November is Financial Literacy Month and we'd like to use the opportunity to highlight a vehicle that is often overlooked: The RESP.
What is an RESP?
The Registered Education Savings Plan (RESP) is a savings tool designed by the Government of Canada which allows caregivers to save for their children or grand-children's post-secondary education. If your child has a Social Insurance Number (SIN) they are eligible for the RESP.
The "Registered" part of the RESP means that any growth within the account accumulates tax-free. Although contributions are not tax-deductible, the flip side is that a return of contributions is available to you at any time without tax consequences.
The best part about investing in an RESP? As an incentive, the government will make additional contributions of 20% in the form of the Canadian Education Savings Grant (CESG) for all contributions made up to $2,500 per year. This is an automatic return on your investment of 20%; it's hard to beat that! The maximum amount of grant you can claim for each child is $7,200, and children remain eligible for the CESG up until the age of 17. Upon enrolment in a qualifying post-secondary institution, any accumulated growth and income as well as the grant portion can be accessed.

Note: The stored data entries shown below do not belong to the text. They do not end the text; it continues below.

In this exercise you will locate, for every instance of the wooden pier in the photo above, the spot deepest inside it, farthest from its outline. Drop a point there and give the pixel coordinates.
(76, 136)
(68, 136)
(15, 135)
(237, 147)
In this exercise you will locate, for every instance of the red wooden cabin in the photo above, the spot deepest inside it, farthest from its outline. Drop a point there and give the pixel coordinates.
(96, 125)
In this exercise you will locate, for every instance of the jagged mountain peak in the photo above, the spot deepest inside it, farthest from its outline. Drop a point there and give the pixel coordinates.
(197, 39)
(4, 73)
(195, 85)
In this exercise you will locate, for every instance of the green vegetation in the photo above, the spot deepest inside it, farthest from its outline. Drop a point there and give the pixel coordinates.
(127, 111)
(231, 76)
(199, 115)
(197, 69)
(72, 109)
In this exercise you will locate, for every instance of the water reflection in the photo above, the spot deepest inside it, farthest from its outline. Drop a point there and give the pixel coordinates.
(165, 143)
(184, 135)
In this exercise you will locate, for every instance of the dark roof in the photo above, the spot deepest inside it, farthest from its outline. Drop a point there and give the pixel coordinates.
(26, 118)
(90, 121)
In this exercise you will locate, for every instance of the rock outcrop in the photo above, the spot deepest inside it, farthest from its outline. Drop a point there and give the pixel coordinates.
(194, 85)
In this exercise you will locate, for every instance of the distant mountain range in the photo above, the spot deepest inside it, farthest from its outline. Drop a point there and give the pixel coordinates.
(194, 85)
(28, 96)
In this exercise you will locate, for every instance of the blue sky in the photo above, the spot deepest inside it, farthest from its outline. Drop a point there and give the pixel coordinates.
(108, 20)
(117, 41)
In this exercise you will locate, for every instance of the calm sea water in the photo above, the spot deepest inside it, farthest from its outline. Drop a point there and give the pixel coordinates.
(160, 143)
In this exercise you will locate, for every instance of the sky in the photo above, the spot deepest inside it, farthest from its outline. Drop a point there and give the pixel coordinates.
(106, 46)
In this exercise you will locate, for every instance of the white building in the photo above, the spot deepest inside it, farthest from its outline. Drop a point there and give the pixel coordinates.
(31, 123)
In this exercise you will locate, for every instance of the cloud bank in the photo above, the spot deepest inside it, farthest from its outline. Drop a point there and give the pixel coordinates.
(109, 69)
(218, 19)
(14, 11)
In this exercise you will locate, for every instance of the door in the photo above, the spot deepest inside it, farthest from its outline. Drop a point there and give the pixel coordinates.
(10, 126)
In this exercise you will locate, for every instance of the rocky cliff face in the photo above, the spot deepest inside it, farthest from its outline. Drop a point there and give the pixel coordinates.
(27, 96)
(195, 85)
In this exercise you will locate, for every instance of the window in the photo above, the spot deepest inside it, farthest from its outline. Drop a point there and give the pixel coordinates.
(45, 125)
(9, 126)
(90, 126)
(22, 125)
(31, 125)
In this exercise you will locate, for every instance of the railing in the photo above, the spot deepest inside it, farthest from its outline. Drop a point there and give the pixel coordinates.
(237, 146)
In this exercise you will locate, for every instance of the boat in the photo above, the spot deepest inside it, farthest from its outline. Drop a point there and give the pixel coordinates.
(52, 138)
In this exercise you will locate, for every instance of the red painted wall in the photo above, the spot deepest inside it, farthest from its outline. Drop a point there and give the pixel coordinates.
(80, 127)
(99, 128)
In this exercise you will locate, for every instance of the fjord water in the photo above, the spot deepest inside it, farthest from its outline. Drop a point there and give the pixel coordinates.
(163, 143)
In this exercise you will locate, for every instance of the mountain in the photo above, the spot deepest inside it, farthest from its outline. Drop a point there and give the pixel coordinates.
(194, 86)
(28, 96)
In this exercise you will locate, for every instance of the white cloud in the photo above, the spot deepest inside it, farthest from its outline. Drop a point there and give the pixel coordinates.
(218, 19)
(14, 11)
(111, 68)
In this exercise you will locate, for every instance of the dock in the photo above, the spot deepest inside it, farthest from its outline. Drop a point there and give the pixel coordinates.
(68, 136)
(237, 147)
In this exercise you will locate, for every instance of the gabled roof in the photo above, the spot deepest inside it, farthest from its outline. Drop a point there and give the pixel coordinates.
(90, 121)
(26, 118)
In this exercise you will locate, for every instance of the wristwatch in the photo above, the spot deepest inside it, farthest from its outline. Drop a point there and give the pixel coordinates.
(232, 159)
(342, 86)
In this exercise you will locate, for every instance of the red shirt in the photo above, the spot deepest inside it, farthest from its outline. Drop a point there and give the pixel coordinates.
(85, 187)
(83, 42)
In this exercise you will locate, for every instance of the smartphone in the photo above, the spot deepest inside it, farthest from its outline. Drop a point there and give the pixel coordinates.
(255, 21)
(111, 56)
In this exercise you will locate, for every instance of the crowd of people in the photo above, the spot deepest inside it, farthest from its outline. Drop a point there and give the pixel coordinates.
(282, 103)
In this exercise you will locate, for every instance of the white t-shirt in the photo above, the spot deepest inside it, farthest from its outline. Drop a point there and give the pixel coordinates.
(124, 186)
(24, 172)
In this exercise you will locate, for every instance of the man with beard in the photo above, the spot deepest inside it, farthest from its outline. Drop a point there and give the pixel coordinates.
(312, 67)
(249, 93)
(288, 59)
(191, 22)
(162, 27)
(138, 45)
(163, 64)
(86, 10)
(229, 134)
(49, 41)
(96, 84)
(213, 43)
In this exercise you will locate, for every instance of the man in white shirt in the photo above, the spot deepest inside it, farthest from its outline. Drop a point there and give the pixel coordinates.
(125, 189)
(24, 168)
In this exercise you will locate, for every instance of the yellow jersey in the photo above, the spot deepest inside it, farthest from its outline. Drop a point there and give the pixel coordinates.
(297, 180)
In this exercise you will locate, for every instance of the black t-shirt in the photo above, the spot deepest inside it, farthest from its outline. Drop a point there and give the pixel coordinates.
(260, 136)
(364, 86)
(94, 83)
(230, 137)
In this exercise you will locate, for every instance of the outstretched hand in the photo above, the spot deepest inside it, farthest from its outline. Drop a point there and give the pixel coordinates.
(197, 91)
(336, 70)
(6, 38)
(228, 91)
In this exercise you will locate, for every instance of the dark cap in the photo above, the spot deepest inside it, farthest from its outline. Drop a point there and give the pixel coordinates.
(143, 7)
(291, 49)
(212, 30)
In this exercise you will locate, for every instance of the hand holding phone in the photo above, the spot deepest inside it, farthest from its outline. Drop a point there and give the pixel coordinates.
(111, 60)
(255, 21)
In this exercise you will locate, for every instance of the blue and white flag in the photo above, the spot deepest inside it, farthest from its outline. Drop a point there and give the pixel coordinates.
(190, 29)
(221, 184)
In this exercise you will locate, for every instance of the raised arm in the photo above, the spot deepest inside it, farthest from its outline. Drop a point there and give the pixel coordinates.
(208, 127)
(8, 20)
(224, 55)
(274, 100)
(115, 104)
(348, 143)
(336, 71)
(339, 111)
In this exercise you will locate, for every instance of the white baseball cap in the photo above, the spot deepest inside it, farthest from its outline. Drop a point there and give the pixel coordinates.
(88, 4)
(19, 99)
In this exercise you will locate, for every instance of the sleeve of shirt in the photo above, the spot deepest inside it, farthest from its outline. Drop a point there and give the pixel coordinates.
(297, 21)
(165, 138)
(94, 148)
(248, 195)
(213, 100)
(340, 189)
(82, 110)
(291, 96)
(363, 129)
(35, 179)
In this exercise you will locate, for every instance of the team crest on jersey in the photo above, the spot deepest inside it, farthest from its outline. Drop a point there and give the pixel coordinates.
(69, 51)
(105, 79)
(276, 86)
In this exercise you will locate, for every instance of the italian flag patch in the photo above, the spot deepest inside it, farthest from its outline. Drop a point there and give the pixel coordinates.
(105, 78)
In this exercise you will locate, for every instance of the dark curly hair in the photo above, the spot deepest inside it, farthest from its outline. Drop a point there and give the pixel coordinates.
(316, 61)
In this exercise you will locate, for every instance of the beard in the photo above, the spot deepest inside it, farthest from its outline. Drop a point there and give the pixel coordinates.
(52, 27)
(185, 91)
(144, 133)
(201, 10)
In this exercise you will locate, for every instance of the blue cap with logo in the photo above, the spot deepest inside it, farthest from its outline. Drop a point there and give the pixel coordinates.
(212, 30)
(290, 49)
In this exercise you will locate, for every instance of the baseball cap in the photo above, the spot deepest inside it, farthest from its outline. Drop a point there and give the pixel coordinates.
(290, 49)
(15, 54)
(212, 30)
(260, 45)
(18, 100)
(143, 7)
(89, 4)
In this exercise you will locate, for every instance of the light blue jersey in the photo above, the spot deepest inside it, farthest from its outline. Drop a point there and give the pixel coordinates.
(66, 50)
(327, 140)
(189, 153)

As an incentive, the government will make additional contributions of 20%, upt to an annual maximum of $500 per year.
What happens if I can't make a payment in any given year?
What's great about the RESP is that contributions are left up to you so you can contribute as much or as little as you can up to a lifetime limit of $50,000. If you are in a situation where you are unable to make a $2,500 contribution in a given year, you are allowed to contribute more in following years and retroactively claim up to an additional $500 worth of government grants per child, per year. That is, you can make up for previously missed years' contributions one year at a a time and still receive the 20% government grant.
What if my child doesn't pursue post-secondary education?
RESP accounts can remain open for up to 36 years so even if your child decides to take a gap year or do some travelling abroad first, that won't affect their eligibility.
If you know for sure that they won't be pursuing post-secondary education, you have the option of either transferring the funds to another beneficiary or you can transfer the money to your existing RRSP should you have available contribution room. In this instance, any grants received would be returned to the government with all investment returns taxed at your personal rate plus a 20% penalty.
What if I want my child to pay his own tuition?
Some parents are reluctant to fund an RESP because they want their children to be responsible for paying their own tuition. They can certainly still do so. In fact, upon taking out contributions once the child moves onto post-secondary education, the contributor receives back their contributions, and it is up to them whether they disburse them to the child or not. There are no tax implications when contributions are returned.
Any growth within the portfolio as well as grants may be returned either to the parent or child. However, this portion is taxable to the child in the year taken.